Dünyanın en iyi korunmuş tuğla tonozlu servis koridorlarından biri olan bu mekânın tamamen ayakta olması arkeoloji bilimi adına büyük bir nimettir. Tonozun teras bölümü dahi tamamen korunmuştur ve geçtiğimiz yıllarda bu terastaki sıva üzerinde tespit edilen, keçi veya oğlak tarzı bir hayvan ile bir delikanlıya ait olduğu düşünülen 2000 yıllık ayak izleri sözlü ve yazılı basında ciddi bir gündem oluşturmuştu.

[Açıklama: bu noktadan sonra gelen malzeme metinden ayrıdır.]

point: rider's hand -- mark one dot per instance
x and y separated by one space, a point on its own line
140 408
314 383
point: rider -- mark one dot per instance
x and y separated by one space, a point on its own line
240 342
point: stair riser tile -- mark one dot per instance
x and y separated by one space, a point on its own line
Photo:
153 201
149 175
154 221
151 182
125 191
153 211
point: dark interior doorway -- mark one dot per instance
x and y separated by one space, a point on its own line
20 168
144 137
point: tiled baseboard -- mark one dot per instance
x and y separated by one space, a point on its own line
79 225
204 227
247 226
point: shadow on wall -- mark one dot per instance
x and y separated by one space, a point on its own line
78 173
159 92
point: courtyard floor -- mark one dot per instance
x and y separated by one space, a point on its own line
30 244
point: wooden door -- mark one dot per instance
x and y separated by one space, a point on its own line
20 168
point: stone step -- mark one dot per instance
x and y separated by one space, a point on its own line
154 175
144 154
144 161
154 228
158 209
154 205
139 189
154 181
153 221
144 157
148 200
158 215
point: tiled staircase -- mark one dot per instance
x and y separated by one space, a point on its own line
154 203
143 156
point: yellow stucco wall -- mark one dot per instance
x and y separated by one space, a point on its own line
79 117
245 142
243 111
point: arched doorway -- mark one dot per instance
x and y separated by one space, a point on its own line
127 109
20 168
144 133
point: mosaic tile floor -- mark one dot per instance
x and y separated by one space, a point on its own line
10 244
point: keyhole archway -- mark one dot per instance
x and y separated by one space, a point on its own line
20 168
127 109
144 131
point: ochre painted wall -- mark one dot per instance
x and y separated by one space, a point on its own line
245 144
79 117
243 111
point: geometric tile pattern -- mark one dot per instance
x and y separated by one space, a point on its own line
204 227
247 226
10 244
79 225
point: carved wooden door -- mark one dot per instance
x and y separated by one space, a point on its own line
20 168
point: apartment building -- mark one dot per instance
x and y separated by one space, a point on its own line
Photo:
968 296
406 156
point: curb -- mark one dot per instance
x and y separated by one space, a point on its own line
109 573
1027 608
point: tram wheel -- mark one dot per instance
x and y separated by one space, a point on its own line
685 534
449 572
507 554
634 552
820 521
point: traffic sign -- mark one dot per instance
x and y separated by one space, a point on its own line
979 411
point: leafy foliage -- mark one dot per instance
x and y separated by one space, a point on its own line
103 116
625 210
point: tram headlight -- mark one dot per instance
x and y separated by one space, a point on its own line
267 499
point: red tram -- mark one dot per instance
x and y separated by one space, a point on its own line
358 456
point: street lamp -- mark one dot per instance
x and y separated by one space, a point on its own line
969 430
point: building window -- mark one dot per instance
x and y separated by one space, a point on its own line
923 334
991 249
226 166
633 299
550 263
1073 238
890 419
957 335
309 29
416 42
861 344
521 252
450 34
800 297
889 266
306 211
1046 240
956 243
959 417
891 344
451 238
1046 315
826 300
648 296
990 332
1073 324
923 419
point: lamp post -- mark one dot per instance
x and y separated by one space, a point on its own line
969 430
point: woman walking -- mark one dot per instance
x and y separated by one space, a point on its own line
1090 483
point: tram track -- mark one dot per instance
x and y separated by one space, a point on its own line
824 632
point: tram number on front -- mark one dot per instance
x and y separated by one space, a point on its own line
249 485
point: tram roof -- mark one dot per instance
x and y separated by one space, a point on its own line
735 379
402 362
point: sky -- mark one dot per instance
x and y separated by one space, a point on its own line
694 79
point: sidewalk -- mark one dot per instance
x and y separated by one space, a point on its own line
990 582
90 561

Aybek, aynı zamanda hamam kazıları ile ilgi olarak şunları kaydetmiştir; “M.S. 2. yüzyılda, Roma imparatorlarından Antoninus Pius zamanında, hamam genişletilmiştir. Genişletme esnasında eklenen ve değiştirilen yeni bölümler sadece yıkanma ile ilgili değil, yeme-içme faaliyetlerinin de gerçekleştirildiği büyük salonlardır. Halk burada yıkanma ihtiyaçlarının yanında bütün günü geçirebilecek aktivitelerde bulunabiliyordu. Bir bakıma bu hamam yapılarını, halk için birer sosyalleşme alanı, cazibe merkezi gibi düşünmek gerekir.”
METROPOLİS’E TORBALI BELEDİYESİ VE MESEDER (Metropolis Sevenler Derneği) KATKIDA BULUNUYOR
T.C. Kültür ve Turizm Bakanlığı, Kültür Varlıkları ve Müzeler Genel Müdürlüğü izinleri ve katkılarının yanında, Sabancı Vakfı'nın destek verdiği Metropolis Antik Kenti kazı çalışmaları, Manisa Celal Bayar Üniversitesi işbirliği ile 26 yıldır elde edilen bulgularla tarihin izini sürmeye devam ediyor.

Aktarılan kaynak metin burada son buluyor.